For those that work in social media and keep a close eye on brand activity in social media, and in particular Facebook, there has long been a challenge to understand, interpret and report accurately on the figures and results. Naturally, brands are keen to know exactly how their social media activities are performing, at a basic level in terms of fan acquisition and engagement.
Whilst it is still relatively early days compared to other sectors, brand usage of Facebook can broadly be categorised as one of significant investment in acquisition in 2010 (when brands saw significant increase in fan numbers predominantly through Facebook advertising) and a concentration on fan engagement in 2011 (when brands invested resource in actually leveraging interactions and dialogue with their significant armies of fans). Following that, expectations were that 2012 would be the year of commercial return, as an increasing number of brands looked to implement social commerce functionality to finally contribute towards the bottom line, following significant outlay in building these audiences in the previous two years.

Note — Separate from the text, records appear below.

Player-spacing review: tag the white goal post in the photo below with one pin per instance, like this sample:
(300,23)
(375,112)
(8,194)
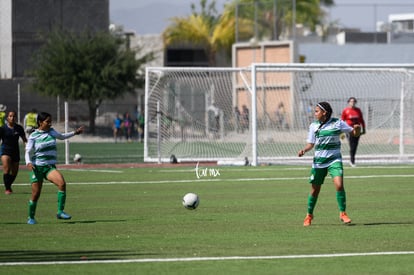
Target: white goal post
(190,112)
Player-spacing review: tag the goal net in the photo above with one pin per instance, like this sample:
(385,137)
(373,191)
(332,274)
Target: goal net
(261,114)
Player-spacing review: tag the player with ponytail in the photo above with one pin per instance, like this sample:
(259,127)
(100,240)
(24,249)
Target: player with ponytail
(324,137)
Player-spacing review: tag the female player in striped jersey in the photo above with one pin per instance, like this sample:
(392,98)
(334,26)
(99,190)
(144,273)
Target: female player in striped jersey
(324,136)
(41,158)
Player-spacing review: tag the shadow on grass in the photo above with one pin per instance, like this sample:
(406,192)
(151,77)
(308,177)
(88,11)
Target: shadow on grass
(47,256)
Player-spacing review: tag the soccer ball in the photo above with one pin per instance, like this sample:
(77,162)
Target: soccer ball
(191,201)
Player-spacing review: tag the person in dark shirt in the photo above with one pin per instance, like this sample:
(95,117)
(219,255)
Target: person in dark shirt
(10,152)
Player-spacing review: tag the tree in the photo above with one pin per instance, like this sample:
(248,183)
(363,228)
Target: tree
(205,29)
(87,66)
(273,18)
(257,19)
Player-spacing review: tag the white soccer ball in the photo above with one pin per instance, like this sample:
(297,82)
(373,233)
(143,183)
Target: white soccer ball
(191,201)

However, something has happened. After all the hard work and enterprise of 2010 and 2011, the engagement and acquisition figures in 2012 appear to be tailing off and brands and their respective social media agencies are beginning to look into possible causes, and wondering about the consequences. Whilst those who live and breathe social engagement via Facebook will (or at least, should) be aware of the EdgeRank algorithm and the impact of the Facebook F8 functional changes, that fan growth and engagement has in some instances (and more broadly as an industry trend) slowed so significantly is cause for concern, or indeed investigation.
Finally, in a recent study on Mashable, a number of industry experts finally published a piece of analysis that clearly shows the slowing of growth in Facebook brand page acquisition and engagement. The slow down is significant indeed. Evidence as to why this is occurring is not forthcoming and the analysis is speculative, but the figures do speak for themselves. For those who work closely in monitoring, measuring and reporting Facebook figures, it is refreshing to finally have access to data that shows this is a global trend. Potential causes include the introduction of various Facebook algorithms as it strives to ensure only relevant information reaches its hoards of users.
That these algorithms have been introduced is morally justifiable; with so many brands and pages vying for user attention, news feeds can quickly become clogged with marketing messages and Facebook is acting as a moral gatekeeper, ensuring through the measurement of user interaction that only the most relevant and desired content is served to users. However, there is a potential flip side to that in that Facebook has generated a significant amount of revenue from brand advertising to attract and engage users (reports such something in the region of $4billion). A cynic might wonder whether quite that level of revenue would have been generated had brands been aware that they were buying fan communication for a very finite period and that in time, if those fans were not interacting with their content, the messages would stop being passed through. It is a cynical view, but in the absence of evidence one that I suspect will be neither proven, nor disappear.
What remains surprising is not so much that this trend for decline has actually been evident since early 2011, but that it has taken 12 months for any real dissent or questioning to surface, and as yet they are only whispers. However, with the advent and growth of Google+, which reports indicate passed 90m users this week, it will be interesting to see if any further information or indeed discontent comes to light.